年金未納の問題は、今でもよくテレビで取り上げられていますが、年金と聞くと老後のことだから関係ないと思っている方も多いようです。ただ、実は年金にはそうした面ばかりではなく、不慮の事故、病気等で自身でお金を得られなくなったときの保険的な意味も実はあります。そのことまで知って年金を払わないなら、それはよくないことではありますが、現行の制度ではそれ以上の強制力はないわけです。しかし、現実問題としてそこまで知らずに年金を払っていない人、年金は払わないのに民間の保険は払って いる人がいます。民間の保険に入るくらいなら、せっかく政府が用意してくれた安心な?制度なのですから、今の段階ではひとまず納めておいて損はないように思うのですがどうでしょうか。 次の段落では、実際に未加入だったりしたときに、受給できるのかどうかのケースを見ていきたいと思います。

ケーススタディ

Q:
昭和33年生まれの男性です。高校卒業後に27年間会社勤めをしていましたが、6年前に退職しましたが国民年金の加入手続きはしていません。2年前に交通事故にあい歩行困難となりましたが、障害年金は請求できるのでしょうか。
A:
障害年金を受給するためには、「初診日」に加入要件と納付要件を共に満たす必要があります。初診日に国民年金未加入だとしても、20歳から60歳までは国民年金は強制加入となっています。ですので、切替手続きをしたかどうかにかかわらず、国民年金に加入していることになります。つまり、このことから加入要件は満たしていることになります。
会社を退職した翌日が国民年金(第1号被保険者)の資格取得の日となりますので、直ちに第2号被保険者から第1号被保険者への種別変更の届出をして下さい。
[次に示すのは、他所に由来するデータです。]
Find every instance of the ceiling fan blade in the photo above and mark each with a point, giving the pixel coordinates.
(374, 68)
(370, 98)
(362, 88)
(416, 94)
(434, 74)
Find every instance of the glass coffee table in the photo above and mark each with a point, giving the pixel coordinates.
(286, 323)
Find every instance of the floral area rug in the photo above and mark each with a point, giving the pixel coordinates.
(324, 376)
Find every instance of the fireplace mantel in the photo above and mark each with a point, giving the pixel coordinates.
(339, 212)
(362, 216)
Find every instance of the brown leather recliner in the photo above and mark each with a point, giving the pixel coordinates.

納付要件は、初診日の前々月でみますが初診日前の被保険者期間の3分の2以上納付していますので、納付要件を満たします。ですので、障害認定日において、障害認定基準の1~2級に該当していれば、障害基礎年金の請求が可能です。

Q:
障害年金を受けるには初診日の前々月までに3分の2以上納める必要があるのでしょうか。今からさかのぼって納めても要件は満たさないのでしょうか。
A:
初診日以降に保険料が納付された期間は対象としません。ですので、納付済み期間から除外されます。これが、先ほどあげた年金未納のリスクです。特に、若いときに障害年金を受けることになった際には、ほんとうに納めておいてよかった思うことになるでしょう。逆にそうでない場合は、しまったとなることだろうと思います。いろいろ問題がある制度では、ありますがとりあえず納めておいて損はないだろうと制度ではないかと思います。老人のためだけに現役世代が負担しているという話では必ずしもないのです。